On retrouve ainsi réunis dans chaque notice les critères qui justifient la sélection et la présentation de ces « grandes » institutions – les titres élogieux de chacune formant à eux seuls un kaléidoscope de leurs missions et des enjeux culturels, sociétaux, économiques auxquels elles répondent.
Il ne s’agit donc pas simplement d’un livre de photographies. Bien qu’une iconographie abondante illustre le propos : bâtiment de l’extérieur et espaces intérieurs, mettant en valeur l’architecture et les espaces tout autant que les services au public et les usagers eux-mêmes. Certaines photographies en pleine page disent le caractère majestueux de bâtiments conçus comme des écrins, en de grands gestes architecturaux. Les espaces intérieurs sont aussi mis à l’honneur, en particulier les élégants et lumineux atriums (Bibliothèque royale à Copenhague, nouvelle Bibliothèque à Riga, ou la Thomas Fisher Rare Book Library à Toronto). Ces bâtiments suscitent admiration, étonnement, voire une certaine fascination. Si la reproduction de pièces rares et anciennes rend visible aussi la fonction de conservation par les bibliothèques, on peut regretter que les espaces de travail soient absents alors même que plusieurs auteurs font mention de la réflexion qui a présidé au choix de leur disposition.

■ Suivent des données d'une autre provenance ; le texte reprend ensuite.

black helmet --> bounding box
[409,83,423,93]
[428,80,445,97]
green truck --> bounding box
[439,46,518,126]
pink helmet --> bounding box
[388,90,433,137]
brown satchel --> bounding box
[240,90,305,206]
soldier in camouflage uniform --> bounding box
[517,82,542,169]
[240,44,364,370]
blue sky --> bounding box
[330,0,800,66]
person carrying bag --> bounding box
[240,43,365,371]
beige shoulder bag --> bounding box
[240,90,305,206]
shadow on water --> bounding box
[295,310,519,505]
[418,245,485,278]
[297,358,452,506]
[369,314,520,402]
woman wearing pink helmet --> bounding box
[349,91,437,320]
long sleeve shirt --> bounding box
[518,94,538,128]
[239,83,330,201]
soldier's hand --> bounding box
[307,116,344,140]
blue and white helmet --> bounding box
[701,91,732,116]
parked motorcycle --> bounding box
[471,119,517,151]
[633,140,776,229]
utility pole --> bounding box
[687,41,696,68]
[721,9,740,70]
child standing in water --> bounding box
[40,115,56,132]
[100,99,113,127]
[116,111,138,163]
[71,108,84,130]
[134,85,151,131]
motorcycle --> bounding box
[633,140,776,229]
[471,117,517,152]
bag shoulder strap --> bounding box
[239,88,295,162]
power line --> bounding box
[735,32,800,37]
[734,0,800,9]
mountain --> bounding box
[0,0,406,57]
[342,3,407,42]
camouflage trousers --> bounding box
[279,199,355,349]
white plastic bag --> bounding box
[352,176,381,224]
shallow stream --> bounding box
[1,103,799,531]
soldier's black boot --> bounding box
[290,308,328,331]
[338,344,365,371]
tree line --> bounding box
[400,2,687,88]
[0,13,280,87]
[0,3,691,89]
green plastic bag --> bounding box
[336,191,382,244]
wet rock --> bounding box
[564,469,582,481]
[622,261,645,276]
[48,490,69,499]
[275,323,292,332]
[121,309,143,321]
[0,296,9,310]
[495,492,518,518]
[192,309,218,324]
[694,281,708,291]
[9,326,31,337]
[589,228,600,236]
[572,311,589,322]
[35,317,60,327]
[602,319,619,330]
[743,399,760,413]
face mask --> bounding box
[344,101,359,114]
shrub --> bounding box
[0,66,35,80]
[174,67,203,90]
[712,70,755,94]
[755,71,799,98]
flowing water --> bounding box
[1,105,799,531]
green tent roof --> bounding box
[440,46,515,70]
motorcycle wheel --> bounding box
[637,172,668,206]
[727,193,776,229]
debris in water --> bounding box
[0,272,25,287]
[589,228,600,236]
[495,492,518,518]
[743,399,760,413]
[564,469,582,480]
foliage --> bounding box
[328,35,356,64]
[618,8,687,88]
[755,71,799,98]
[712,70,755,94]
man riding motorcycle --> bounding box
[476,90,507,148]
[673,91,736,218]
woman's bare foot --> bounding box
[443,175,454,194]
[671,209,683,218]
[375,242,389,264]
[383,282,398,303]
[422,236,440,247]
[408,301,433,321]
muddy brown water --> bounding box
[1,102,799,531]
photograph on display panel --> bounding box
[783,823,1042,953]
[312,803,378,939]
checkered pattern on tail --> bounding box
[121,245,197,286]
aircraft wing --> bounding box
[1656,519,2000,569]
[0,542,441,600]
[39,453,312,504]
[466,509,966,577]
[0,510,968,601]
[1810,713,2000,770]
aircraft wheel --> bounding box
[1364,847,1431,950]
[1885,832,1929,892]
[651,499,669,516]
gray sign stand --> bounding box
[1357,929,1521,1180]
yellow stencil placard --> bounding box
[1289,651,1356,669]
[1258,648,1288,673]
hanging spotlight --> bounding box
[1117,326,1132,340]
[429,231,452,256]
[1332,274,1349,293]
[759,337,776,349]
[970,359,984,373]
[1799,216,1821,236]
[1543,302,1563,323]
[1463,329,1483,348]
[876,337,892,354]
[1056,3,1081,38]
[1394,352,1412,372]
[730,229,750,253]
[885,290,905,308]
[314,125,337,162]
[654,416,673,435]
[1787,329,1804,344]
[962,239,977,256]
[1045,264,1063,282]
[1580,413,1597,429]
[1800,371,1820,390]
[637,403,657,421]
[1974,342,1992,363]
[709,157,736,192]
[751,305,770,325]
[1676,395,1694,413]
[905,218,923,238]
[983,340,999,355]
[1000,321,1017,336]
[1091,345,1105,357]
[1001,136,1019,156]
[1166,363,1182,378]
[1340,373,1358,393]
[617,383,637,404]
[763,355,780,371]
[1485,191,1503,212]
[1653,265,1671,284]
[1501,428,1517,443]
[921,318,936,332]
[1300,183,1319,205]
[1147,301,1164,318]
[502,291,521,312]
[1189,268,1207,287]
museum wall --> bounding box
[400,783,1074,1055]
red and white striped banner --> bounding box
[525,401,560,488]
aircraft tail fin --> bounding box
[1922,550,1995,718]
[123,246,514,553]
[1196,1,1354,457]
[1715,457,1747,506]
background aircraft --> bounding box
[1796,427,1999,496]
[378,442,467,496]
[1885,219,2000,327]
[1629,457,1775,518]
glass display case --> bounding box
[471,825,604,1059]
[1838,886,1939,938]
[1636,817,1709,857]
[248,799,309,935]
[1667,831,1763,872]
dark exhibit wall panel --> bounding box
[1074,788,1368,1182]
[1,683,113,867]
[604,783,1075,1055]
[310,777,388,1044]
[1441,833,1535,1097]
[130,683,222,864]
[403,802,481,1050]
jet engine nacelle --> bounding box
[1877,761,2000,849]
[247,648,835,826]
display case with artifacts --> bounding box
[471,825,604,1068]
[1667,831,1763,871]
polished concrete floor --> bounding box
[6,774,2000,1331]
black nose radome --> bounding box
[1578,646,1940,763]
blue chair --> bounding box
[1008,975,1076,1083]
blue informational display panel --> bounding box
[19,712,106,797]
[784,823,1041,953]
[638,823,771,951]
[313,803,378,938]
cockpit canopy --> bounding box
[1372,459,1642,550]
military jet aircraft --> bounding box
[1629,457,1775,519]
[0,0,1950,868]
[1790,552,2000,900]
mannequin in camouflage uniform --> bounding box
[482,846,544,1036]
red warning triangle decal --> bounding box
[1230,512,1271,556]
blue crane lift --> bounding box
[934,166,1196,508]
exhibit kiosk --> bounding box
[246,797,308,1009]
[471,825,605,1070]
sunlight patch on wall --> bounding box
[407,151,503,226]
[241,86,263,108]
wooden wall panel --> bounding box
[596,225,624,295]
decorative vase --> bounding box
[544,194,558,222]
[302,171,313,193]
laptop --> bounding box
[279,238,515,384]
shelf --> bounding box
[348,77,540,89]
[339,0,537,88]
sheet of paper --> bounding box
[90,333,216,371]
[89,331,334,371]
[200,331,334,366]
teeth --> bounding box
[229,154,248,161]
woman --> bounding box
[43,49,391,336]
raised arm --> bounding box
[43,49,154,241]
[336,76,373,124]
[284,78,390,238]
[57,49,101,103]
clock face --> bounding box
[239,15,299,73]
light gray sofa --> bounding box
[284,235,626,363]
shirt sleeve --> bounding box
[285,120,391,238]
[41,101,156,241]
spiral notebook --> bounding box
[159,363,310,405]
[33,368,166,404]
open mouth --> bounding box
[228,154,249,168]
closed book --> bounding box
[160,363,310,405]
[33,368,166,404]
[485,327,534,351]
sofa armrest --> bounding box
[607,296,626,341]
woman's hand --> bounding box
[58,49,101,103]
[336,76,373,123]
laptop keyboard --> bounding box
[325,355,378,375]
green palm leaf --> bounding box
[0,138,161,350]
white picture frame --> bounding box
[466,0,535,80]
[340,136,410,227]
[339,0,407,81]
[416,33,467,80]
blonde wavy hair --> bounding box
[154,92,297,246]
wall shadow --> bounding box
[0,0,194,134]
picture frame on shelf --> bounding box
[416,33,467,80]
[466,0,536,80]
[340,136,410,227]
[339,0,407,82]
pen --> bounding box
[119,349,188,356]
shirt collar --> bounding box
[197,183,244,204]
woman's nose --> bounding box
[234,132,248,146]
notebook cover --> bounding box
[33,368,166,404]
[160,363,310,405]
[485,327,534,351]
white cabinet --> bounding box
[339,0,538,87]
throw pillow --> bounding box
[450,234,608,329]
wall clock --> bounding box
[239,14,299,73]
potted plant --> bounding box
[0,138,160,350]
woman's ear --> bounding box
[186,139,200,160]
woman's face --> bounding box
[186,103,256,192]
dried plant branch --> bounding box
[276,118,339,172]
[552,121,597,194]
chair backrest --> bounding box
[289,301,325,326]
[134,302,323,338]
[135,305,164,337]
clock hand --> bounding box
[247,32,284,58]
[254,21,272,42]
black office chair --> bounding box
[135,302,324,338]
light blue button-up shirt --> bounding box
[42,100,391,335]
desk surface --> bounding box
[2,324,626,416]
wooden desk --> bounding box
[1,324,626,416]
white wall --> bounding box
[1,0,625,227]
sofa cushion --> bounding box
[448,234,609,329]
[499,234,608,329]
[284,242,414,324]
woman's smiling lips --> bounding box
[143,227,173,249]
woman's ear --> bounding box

Une bibliographie courte permet de prolonger la lecture et d’approfondir la connaissance de l’institution.
Un encart en fin d’article présente des données chiffrées : superficie, nombre de documents, nombre de documents empruntés, montant du budget d’acquisition, nombre de personnels et d’ETP, de places de travail, d’entrées annuelles – détaillés en distinguant les consultations en ligne, les catégories de personnels, le budget par secteur d’acquisition ou par type de documents, les catégories de population desservie.
Si ces bibliothèques ont bien chacune leur identité, ces notices montrent que, par-delà leurs spécificités, elles marient esthétique, ergonomie, fonctionnalités, services innovants, collections spectaculaires et de haut niveau. Elles ont l’ambition de réussir la dialectique entre le lieu de travail, de solitude studieuse, le lieu de conservation et l’espace social de rencontre, d’échange, de consultation des fonds, de services personnalisés et collectifs. Ce tour du monde de quarante bibliothèques réussit une belle et indispensable démonstration qui confortera les professionnels et convaincra ceux qui s’interrogeraient encore sur le rôle et la nécessité des bibliothèques.